Address
- 220 Lamson Street Grand Ledge, Eaton, Michigan, 48837 United States

District information
- Grades: PreK-12
- Superintendent: Bill Barnes
- Schools: 8
- Budget: $97,053,000 2022-2023 total expenditures
- NCES District ID: 2616410

Students and staff
- Students: 5,440 (2024-25)
- Teachers: 304.16 FTE (2024-25)
- Staff: 669.29 FTE (2024-25)
- Student–teacher ratio: 17.89 (2024-25)
- Athletic conference: Capital Area Activities Conference
- District mascot: Comets
- Colors: Navy blue and gold

Other information
- Website: www.glcomets.net

= Grand Ledge Public Schools =

School district in Michigan, United States

Grand Ledge Public Schools is a Michigan school district that includes the city of Grand Ledge and the village of Mulliken, as well as portions of the townships of Danby in Ionia County, Eagle, Watertown, and Westphalia in Clinton County, and Delta, Oneida, Roxand, and Windsor in Eaton County.

==History==
Grand Ledge High School opened in fall 1959. At the time, the former high school became Jonas Sawdon Junior High School for grades seven and eight. By 1995, this building housed the district administration.

In 2018, a three-phase bond was based in the district. This included school renovations and improvements to athletic and other school-related facilities. Some major projects included a new track & field complex located along M-43 and just southeast of the existing track & field facility, a brand new weight room and performing arts addition to the high school, and new Wacousta Elementary School (opened in fall 2024).

==Athletics==
Grand Ledge High School has a rich athletics history in Mid-Michigan. Known as a baseball powerhouse for their state titles in 1977 and 1995, they have also won state titles in boys' golf (1995), football (2000), and girls' gymnastics (2008, 2009, 2010, 2011, 2012, 2013).

Notable figures from Grand Ledge High School:

- Matt Greene (2012 & 2014 Stanley Cup Champion, 2001 graduate)
- Al Horford (2024 NBA Champion, 2004 graduate)
- Pat O'Keefe (legendary baseball and football coach, led school to all state titles in both baseball and football)

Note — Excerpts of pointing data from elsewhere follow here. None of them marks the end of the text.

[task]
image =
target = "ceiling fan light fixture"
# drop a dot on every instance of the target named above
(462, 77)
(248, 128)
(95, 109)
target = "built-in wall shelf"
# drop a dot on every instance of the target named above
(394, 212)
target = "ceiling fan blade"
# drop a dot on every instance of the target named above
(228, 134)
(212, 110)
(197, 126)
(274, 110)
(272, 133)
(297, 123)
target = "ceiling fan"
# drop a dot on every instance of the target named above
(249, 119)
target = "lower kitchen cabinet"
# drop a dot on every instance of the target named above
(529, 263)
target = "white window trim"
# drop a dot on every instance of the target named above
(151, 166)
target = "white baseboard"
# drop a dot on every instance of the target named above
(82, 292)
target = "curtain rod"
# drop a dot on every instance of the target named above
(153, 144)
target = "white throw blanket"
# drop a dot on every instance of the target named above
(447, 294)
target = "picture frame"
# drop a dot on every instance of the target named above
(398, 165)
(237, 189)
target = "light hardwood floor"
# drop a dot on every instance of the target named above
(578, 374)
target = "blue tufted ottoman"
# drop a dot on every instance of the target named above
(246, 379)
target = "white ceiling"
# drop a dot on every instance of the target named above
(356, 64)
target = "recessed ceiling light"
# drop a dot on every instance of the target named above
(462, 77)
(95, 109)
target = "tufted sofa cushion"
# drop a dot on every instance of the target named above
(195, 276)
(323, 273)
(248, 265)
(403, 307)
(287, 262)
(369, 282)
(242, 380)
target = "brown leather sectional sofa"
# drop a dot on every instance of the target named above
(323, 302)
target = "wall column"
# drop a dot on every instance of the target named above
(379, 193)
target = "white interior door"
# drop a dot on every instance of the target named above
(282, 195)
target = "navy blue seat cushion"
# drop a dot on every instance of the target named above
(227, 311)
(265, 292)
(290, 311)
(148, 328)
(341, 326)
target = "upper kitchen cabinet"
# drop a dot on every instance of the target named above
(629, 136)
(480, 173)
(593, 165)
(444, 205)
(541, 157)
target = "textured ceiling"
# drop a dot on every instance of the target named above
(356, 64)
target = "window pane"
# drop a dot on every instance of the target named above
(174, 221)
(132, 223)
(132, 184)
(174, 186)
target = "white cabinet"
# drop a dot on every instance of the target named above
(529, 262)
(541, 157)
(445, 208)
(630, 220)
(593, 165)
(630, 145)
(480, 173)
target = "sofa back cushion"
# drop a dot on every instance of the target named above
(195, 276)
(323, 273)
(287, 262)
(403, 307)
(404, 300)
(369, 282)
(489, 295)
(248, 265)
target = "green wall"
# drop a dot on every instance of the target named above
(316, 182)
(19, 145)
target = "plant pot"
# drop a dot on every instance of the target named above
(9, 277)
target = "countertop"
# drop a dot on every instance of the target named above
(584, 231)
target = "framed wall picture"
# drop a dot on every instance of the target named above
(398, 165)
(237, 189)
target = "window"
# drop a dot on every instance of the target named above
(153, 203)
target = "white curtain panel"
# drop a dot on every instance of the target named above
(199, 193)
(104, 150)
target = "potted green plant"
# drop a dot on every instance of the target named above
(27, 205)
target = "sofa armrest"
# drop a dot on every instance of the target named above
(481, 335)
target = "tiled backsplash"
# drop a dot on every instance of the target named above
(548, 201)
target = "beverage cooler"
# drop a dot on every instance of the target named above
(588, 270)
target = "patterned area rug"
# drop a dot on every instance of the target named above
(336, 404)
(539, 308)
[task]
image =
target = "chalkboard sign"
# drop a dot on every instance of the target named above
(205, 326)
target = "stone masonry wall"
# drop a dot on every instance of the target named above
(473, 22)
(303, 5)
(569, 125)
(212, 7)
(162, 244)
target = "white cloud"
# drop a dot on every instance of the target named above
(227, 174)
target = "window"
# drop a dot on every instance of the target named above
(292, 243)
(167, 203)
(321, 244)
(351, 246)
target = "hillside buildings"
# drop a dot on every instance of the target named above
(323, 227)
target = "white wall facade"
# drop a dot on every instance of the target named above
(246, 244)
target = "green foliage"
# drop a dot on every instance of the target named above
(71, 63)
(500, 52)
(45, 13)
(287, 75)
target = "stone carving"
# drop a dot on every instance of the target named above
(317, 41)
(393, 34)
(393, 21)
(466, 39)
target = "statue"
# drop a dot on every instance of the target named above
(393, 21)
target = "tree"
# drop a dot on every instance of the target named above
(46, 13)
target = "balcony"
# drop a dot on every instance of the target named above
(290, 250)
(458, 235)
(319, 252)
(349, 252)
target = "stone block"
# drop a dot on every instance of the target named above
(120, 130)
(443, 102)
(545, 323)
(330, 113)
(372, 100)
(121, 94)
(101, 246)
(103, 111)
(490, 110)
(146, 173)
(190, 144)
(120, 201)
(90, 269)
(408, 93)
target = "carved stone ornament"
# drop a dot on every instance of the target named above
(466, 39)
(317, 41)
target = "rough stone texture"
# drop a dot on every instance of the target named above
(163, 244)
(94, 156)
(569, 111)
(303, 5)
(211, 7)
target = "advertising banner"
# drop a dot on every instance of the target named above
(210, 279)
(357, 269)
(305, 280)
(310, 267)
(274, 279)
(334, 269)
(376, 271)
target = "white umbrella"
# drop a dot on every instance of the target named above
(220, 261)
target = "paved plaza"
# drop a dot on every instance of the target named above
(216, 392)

All three individuals are members of the Grand Ledge Athletics Hall of Fame.

==Schools==

List of Schools in Grand Ledge School District
| School | Address | Notes |
High School (Grades 9-12)
| Grand Ledge High School | 820 Spring Street, Grand Ledge | Built 1959. |
Middle School (Grades 7-8)
| Kenneth T. Beagle Middle School | 600 South Street, Grand Ledge | Built 1975. |
Intermediate School (Grades 5-6)
| Leon W. Hayes Intermediate School | 12620 Nixon Road, Grand Ledge | Built 1967. |
Elementary Schools (Grades K-4)
| Delta Center Elementary | 305 South Canal Road, Lansing | Built 1959. |
| T. Carl Holbrook Elementary | 615 Jones Street, Grand Ledge | Built 1953. |
| Wacousta Elementary | 9325 Herbison Road, Eagle | Original built in 1975, new building built in 2024. |
| Willow Ridge Elementary | 12840 Nixon Road, Grand Ledge | Built 1997. |
Preschools
| Delta Mills Early Childhood Center | 6816 Delta River Drive, Lansing | Built 1958. |
| Clarence W. Neff Early Childhood Center | 950 Jenne Street, Grand Ledge | Built 1954. |

Prior to the 2021-22 school year, Leon W. Hayes School was the middle school (grades 7-8), Delta Center, Willow Ridge, Wacousta, and Kenneth T. Beagle Schools were the elementary schools (grades 1-6), Clarence W. Neff School was the district-wide kindergarten building, and T. Carl Holbrook and Delta Mills Schools were the early childhood centers.